A perspectiva da investigação qualitativa proposta por González Rey, fundamentada nos pressupostos da Psicologia Sócio-Histórica, foi escolhida como mapa orientador do trajeto da pesquisa no campo singular do CAPS (singularidade do estudo), no sentido de valer-se do caminho metodológico proposto pelo Materialismo Histórico-Dialético, do abstrato para o concreto, da totalidade para a singularidade, tendo-se a particularidade como mediação, num jogo constante de devir. Assim, a investigação qualitativa proposta dá ênfase ao processo, ao desenho do caminho metodológico que vai se configurando como resultado da relação entre pesquisador e pesquisado na própria trajetória da pesquisa.

[…] O trabalho de campo é aquele que permite o contato interativo do investigador-investigado em um contexto relevante para a vida do investigado, dentro do qual o investigador pode se comportar com naturalidade dentro das relações e eventos que formam parte da vida cotidiana do sujeito.

Desse modo, a investigação qualitativa pressupõe a participação espontânea do pesquisador no curso do cotidiano dos sujeitos estudados e sua presença dentro da instituição, o que implica a possibilidade de formar importantes redes de comunicação, que permitam a expressão cotidiana dos trabalhadores no seu contexto de trabalho, constituindo-se em uma fonte importante para a produção do conhecimento sobre a especificidade deste saber/fazer. O autor diferencia esta perspectiva de pesquisa do que ele chama de recogida de dados, pois:

[…] o trabalho de campo representa um processo permanente de estabelecimento de relações e construções de eixos relevantes do conhecimento dentro do próprio cenário em que trabalhamos o problema investigado. A informação que se produz no campo, entra em um processo de conceitualização que caracteriza o desenvolvimento do momento empírico (GONZÁLEZ REY, 1999, p. 98).

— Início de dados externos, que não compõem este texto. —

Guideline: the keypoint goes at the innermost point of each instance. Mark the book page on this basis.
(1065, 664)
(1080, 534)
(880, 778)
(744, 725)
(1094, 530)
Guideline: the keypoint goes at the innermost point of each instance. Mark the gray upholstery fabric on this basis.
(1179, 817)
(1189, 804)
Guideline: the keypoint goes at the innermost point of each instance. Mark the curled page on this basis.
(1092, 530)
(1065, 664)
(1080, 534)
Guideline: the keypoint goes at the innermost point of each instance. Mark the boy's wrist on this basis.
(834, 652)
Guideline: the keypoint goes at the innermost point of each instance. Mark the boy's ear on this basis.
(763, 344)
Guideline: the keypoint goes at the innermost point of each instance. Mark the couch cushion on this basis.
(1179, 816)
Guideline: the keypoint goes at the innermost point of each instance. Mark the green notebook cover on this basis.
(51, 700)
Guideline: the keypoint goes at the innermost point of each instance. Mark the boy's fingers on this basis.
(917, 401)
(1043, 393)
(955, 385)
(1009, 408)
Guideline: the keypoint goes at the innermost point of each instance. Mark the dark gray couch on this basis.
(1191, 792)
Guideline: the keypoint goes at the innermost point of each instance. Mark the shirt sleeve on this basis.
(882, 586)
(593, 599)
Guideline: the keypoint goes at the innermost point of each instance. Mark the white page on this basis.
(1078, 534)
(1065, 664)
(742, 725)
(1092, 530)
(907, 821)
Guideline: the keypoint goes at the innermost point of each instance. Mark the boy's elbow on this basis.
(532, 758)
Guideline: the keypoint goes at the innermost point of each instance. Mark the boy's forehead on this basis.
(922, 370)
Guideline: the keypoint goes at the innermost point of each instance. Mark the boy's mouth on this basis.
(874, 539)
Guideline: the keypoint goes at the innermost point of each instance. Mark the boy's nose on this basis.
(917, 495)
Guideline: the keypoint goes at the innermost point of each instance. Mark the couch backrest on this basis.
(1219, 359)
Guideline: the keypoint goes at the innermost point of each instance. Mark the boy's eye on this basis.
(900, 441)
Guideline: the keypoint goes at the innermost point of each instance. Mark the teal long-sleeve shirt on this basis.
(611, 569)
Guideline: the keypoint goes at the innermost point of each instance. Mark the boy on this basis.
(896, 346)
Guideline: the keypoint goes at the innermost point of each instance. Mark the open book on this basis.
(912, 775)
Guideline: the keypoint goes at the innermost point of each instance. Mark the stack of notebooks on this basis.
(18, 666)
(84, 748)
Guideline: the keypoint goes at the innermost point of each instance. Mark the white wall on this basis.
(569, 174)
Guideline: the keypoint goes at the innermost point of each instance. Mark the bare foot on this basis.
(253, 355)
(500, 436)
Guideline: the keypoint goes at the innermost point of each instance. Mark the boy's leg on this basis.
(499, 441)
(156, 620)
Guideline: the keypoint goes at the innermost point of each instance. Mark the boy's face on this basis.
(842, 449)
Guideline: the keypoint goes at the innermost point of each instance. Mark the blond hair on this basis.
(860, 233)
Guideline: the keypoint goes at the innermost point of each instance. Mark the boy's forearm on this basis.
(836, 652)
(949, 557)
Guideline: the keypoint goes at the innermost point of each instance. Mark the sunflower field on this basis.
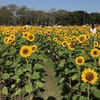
(25, 55)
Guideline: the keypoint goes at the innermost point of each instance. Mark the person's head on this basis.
(93, 26)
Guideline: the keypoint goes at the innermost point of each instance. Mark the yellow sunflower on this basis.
(89, 75)
(79, 60)
(81, 38)
(94, 52)
(34, 48)
(71, 46)
(64, 43)
(95, 44)
(30, 37)
(99, 61)
(25, 51)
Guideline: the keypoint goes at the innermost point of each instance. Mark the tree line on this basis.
(15, 15)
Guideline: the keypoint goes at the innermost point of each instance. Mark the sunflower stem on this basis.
(88, 98)
(29, 80)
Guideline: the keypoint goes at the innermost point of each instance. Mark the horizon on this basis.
(44, 5)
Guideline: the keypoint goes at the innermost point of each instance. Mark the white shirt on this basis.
(93, 30)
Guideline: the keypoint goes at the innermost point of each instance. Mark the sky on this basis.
(88, 6)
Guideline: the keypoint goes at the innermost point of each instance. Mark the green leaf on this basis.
(12, 50)
(40, 84)
(75, 97)
(67, 71)
(93, 88)
(17, 92)
(35, 75)
(5, 90)
(5, 54)
(5, 76)
(88, 64)
(82, 98)
(83, 86)
(19, 72)
(76, 87)
(61, 53)
(38, 66)
(74, 77)
(13, 85)
(29, 87)
(97, 94)
(61, 80)
(28, 67)
(8, 62)
(62, 62)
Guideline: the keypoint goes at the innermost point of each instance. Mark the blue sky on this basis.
(45, 5)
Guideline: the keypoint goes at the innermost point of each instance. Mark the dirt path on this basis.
(51, 88)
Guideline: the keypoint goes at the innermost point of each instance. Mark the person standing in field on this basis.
(93, 29)
(93, 32)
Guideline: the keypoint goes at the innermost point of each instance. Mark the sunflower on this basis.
(79, 60)
(94, 52)
(49, 38)
(95, 44)
(81, 38)
(71, 46)
(25, 51)
(34, 48)
(30, 37)
(89, 75)
(58, 42)
(64, 43)
(99, 61)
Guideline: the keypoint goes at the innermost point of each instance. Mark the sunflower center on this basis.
(30, 37)
(89, 76)
(79, 60)
(25, 51)
(81, 38)
(95, 53)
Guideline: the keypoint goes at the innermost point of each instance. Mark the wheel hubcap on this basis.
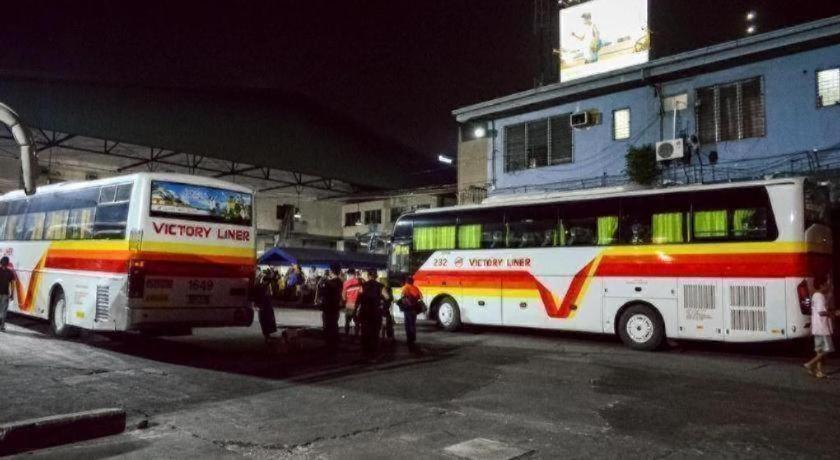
(445, 314)
(59, 314)
(640, 328)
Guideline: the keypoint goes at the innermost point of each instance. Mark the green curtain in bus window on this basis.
(667, 228)
(743, 222)
(469, 236)
(434, 238)
(710, 224)
(607, 229)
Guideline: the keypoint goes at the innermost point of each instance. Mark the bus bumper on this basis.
(152, 318)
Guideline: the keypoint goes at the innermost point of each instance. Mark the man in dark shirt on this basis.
(369, 311)
(7, 280)
(329, 292)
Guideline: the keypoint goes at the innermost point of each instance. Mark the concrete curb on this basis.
(38, 433)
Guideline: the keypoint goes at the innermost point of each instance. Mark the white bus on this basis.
(144, 252)
(730, 262)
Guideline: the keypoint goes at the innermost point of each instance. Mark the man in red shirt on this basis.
(411, 306)
(349, 295)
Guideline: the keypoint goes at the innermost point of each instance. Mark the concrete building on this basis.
(763, 105)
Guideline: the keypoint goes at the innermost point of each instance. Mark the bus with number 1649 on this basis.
(148, 252)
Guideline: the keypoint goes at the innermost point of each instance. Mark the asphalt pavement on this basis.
(479, 393)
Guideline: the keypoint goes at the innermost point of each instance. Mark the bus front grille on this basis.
(103, 303)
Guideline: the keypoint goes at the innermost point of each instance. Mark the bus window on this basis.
(33, 228)
(667, 228)
(123, 193)
(481, 229)
(80, 223)
(532, 227)
(749, 223)
(709, 224)
(110, 221)
(434, 238)
(56, 226)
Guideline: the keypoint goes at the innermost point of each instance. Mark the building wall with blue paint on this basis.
(794, 123)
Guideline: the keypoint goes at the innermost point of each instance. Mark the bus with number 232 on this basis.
(727, 262)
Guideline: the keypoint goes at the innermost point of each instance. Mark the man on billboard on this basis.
(590, 38)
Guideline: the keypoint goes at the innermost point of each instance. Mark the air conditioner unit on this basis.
(669, 150)
(580, 119)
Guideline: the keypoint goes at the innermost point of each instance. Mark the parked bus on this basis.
(730, 262)
(145, 252)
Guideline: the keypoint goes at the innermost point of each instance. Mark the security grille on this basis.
(103, 303)
(748, 320)
(746, 305)
(699, 296)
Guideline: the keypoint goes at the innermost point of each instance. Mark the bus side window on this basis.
(110, 221)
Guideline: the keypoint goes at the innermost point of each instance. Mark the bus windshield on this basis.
(200, 203)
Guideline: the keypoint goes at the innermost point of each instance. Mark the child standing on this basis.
(821, 327)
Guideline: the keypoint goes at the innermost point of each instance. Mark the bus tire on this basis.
(641, 328)
(58, 315)
(448, 314)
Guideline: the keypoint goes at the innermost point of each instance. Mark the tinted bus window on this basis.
(484, 229)
(532, 227)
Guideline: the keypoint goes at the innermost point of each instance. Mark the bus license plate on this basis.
(194, 299)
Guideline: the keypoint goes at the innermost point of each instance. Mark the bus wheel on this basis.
(640, 328)
(58, 316)
(448, 314)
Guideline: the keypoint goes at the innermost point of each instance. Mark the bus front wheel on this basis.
(641, 328)
(58, 316)
(448, 314)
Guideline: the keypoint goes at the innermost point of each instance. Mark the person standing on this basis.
(821, 327)
(268, 323)
(387, 315)
(329, 293)
(7, 289)
(350, 294)
(411, 305)
(369, 312)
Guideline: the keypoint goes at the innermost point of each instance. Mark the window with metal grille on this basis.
(828, 87)
(621, 124)
(538, 143)
(373, 216)
(732, 111)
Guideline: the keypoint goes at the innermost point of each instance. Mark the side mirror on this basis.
(28, 161)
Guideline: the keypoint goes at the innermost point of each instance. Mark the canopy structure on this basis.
(323, 258)
(269, 139)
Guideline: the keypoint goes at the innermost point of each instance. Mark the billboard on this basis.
(602, 35)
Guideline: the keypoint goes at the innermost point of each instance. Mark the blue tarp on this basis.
(323, 258)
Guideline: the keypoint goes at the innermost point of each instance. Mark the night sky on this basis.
(398, 67)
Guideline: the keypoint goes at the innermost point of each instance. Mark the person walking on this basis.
(369, 312)
(329, 294)
(350, 294)
(387, 315)
(411, 304)
(7, 289)
(821, 327)
(268, 323)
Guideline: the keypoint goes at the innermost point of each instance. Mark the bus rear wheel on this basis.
(641, 328)
(58, 316)
(448, 314)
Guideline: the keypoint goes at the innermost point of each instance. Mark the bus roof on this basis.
(175, 177)
(598, 193)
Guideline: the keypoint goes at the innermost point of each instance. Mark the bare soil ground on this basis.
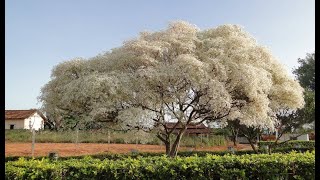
(71, 149)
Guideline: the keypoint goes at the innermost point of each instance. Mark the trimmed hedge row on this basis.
(112, 156)
(290, 144)
(256, 166)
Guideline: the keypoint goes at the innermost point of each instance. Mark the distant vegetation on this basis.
(91, 136)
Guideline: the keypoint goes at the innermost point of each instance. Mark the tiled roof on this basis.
(190, 126)
(21, 114)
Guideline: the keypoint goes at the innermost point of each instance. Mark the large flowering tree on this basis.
(180, 74)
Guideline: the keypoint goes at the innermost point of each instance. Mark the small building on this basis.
(24, 119)
(192, 129)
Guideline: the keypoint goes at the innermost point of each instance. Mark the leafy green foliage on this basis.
(255, 166)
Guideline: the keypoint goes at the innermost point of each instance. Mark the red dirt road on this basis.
(71, 149)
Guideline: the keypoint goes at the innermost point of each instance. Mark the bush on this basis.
(256, 166)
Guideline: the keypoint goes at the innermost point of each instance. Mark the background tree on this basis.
(179, 74)
(305, 73)
(294, 120)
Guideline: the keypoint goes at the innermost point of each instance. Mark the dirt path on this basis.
(70, 149)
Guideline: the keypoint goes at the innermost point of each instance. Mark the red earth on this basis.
(72, 149)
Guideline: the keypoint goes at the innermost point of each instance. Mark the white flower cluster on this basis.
(173, 72)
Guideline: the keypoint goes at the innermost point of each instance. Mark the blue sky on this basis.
(40, 34)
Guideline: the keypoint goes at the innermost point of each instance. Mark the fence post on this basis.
(108, 136)
(33, 141)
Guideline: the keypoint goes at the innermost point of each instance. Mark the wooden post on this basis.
(108, 136)
(33, 141)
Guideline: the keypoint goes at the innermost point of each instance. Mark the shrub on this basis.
(256, 166)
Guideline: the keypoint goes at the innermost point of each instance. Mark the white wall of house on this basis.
(33, 122)
(18, 123)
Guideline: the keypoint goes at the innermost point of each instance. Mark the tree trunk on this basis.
(168, 147)
(252, 145)
(175, 145)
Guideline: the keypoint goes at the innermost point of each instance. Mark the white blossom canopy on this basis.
(177, 74)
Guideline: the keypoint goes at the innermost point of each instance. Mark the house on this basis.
(24, 119)
(192, 129)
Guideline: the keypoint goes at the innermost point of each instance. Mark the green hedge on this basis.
(256, 166)
(289, 145)
(112, 156)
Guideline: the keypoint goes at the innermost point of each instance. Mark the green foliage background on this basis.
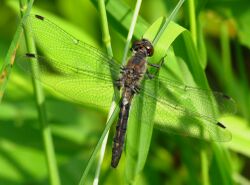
(223, 43)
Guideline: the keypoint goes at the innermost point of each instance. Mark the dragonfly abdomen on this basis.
(121, 129)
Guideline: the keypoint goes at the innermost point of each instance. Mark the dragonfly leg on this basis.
(136, 89)
(119, 83)
(157, 66)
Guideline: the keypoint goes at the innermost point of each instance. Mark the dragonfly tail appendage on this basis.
(120, 134)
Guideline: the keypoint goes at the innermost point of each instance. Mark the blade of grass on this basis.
(193, 30)
(170, 18)
(91, 160)
(107, 42)
(192, 20)
(131, 30)
(40, 102)
(141, 121)
(11, 54)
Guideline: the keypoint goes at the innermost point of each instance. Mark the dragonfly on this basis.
(89, 76)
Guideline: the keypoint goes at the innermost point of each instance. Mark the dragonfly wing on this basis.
(59, 45)
(175, 115)
(80, 85)
(175, 91)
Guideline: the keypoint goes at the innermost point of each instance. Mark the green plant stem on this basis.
(205, 169)
(91, 160)
(193, 30)
(11, 54)
(107, 42)
(226, 54)
(40, 102)
(192, 20)
(131, 30)
(167, 21)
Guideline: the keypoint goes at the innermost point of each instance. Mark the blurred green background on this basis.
(223, 42)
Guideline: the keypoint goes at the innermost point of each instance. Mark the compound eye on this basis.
(135, 45)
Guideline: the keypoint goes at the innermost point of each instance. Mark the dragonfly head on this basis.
(144, 46)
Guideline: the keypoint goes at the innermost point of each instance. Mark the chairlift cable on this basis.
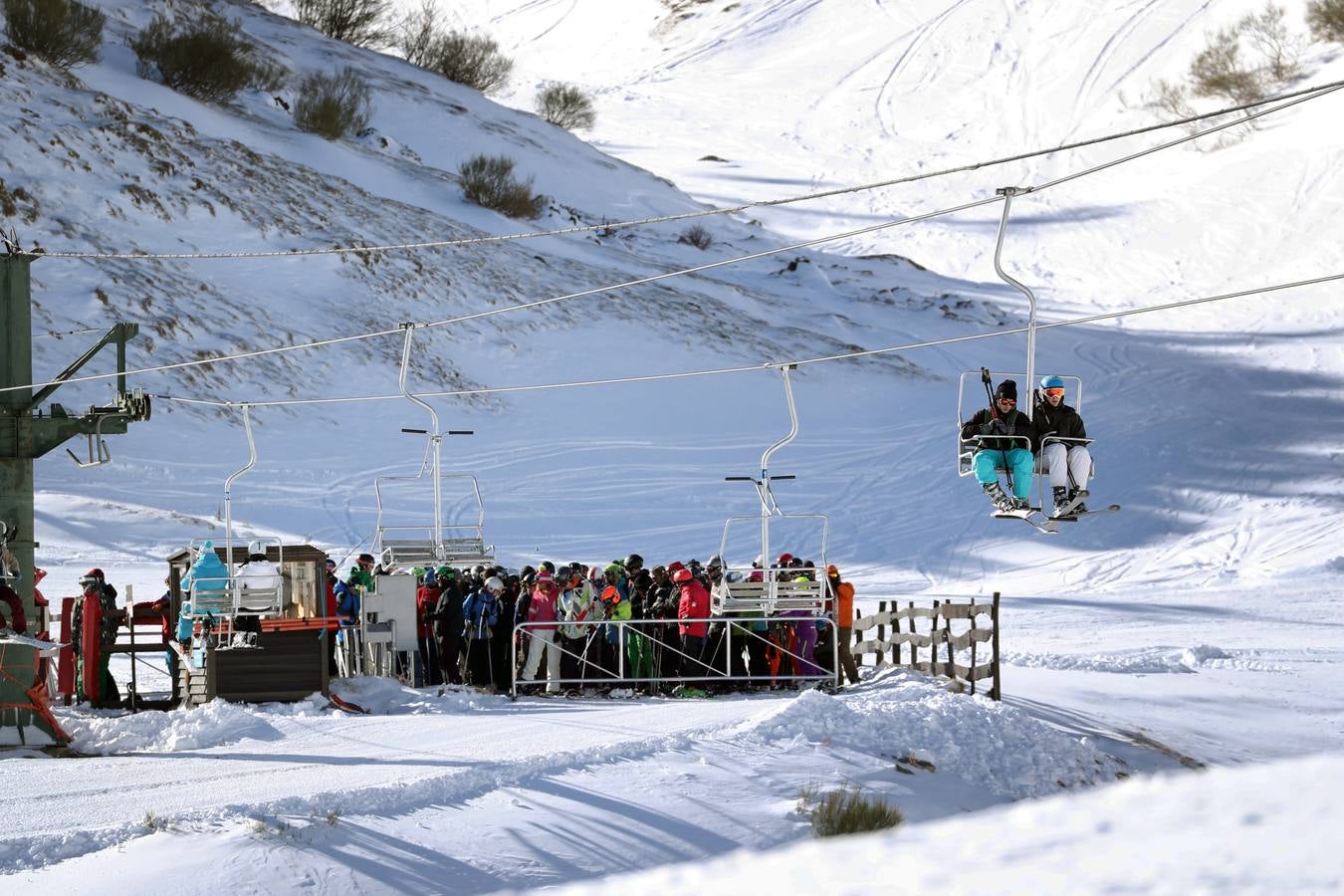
(1306, 93)
(355, 337)
(649, 377)
(676, 273)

Segundo o mesmo autor, nesta proposta o trabalho de campo é, por definição, um espaço a ser organizado, onde se produzirão muitas ideias sobre o corpo teórico da pesquisa, pois "[…] o curso da produção da informação é, simultaneamente, um processo de produção de ideias, em que toda nova informação adquire sentido para a investigação” (GONZÁLEZ REY, 1999, p. 99). Ao contrário, na recogida de datos os investigadores vão para o campo com ideias pré-concebidas sobre o sentido que darão aos seus achados, o que transforma a investigação numa tarefa de classificação de dados mais do que em produção de conhecimento.

Outra importante diferenciação apontada pelo autor citado é a seguinte:

O trabalho de campo não está construído por nenhum problema, nem hipóteses, senão que representa uma entrada aberta para no campo de estudo, dentro do qual irão se configurando diferentes opções para a construção de problemas que aparecem em estreita relação uns com os outros (GONZÁLEZ REY, 1999, p. 99).

De igual modo, o conjunto de procedimentos e ferramentas (neste caso, observação participante, rodas de conversas, conversas individuais negociadas) não foi definido previamente, mas foi no processo de investigação que esses recursos foram utilizados, e não de maneira estática e predeterminada, mas como resultado da inserção da pesquisadora no campo e do engajamento com o grupo de trabalhadores, sob a orientação da proposta teórica e metodológica.